Defendant’s untimely payment of Premier’s claim is also subject to statutory interest pursuant to section 641.3155, Florida Statutes (“Prompt Pay Statute”). Section 641.3155 provides that a provider’s electronically submitted claim must be paid, denied or contested within 20 days after receipt. § 641.3155(2)(b). In addition, all overdue claims bears simple interest rate of 12% from the time the claim should have been paid, denied or contested. § 641.3155(6). Here, Defendant received the claim on July 19, 2017, and did not render partial payment until August 18, 2017. Therefore, Plaintiff’s claim should have been paid with 12% interest from the time the claim should have been paid.Entitlement to Attorney’s Fees and Costs
Plaintiff moved for attorney’s fees pursuant to section 641.28, Florida Statutes, which provides:
In any civil action brought to enforce the terms and conditions of a health maintenance organization contract, the prevailing party is entitled to recover reasonable attorney’s fees and court costs.

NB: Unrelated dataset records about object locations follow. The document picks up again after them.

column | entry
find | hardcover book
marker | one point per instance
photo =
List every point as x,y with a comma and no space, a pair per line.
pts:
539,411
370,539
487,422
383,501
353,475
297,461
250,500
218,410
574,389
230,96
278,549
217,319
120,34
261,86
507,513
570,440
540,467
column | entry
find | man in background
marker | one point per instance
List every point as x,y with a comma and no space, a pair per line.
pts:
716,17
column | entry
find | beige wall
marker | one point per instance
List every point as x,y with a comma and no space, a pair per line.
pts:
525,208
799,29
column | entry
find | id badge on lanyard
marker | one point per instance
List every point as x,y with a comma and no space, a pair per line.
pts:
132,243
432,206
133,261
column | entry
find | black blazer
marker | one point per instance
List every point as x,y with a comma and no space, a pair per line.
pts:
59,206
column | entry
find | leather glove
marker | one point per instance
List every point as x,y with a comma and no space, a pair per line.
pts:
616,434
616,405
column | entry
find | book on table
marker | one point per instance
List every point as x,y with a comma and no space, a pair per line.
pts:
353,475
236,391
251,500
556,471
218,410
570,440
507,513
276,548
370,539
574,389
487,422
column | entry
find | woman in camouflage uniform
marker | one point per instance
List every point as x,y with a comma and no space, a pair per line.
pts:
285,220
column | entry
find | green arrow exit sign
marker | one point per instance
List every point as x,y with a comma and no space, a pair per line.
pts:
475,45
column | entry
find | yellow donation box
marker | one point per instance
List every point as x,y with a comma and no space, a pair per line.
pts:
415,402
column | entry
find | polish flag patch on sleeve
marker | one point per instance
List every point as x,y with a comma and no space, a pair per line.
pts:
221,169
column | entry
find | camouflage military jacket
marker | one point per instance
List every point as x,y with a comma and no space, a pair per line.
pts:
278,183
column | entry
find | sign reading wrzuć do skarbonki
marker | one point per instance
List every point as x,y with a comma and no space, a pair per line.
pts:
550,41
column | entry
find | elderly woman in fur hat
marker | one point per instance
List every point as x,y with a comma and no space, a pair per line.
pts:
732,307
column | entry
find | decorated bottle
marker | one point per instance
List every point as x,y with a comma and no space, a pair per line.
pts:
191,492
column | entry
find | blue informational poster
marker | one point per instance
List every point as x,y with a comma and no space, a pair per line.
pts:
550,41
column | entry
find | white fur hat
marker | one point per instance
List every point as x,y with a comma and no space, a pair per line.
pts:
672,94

Plaintiff is the prevailing party as the provider enforced the terms and conditions of section 641.513(5), which becomes part of the subject HMO contract through the principle of statutory incorporation and the minimum contractual requirements of section 641.3105, Florida Statutes. As a result, Plaintiff is entitled to attorney’s fees and costs pursuant to section 641.28.
Accordingly, it is
ORDERED AND ADJUDGED that Plaintiff’s Motion for Summary Disposition is hereby GRANTED.
IT IS FURTHER ORDERED AND ADJUDGED that Plaintiff’s Motion for Attorney’s Fees pursuant to section 641.28 is hereby GRANTED. The Defendant is ordered to pay $485.00 along with 12% interest from August 10, 2017. The Defendant shall pay judgment within twenty (20) days from the date on this order. The Court reserves jurisdiction as to the determination of a reasonable amount of attorney fees, costs and expert fees upon motion and hearing.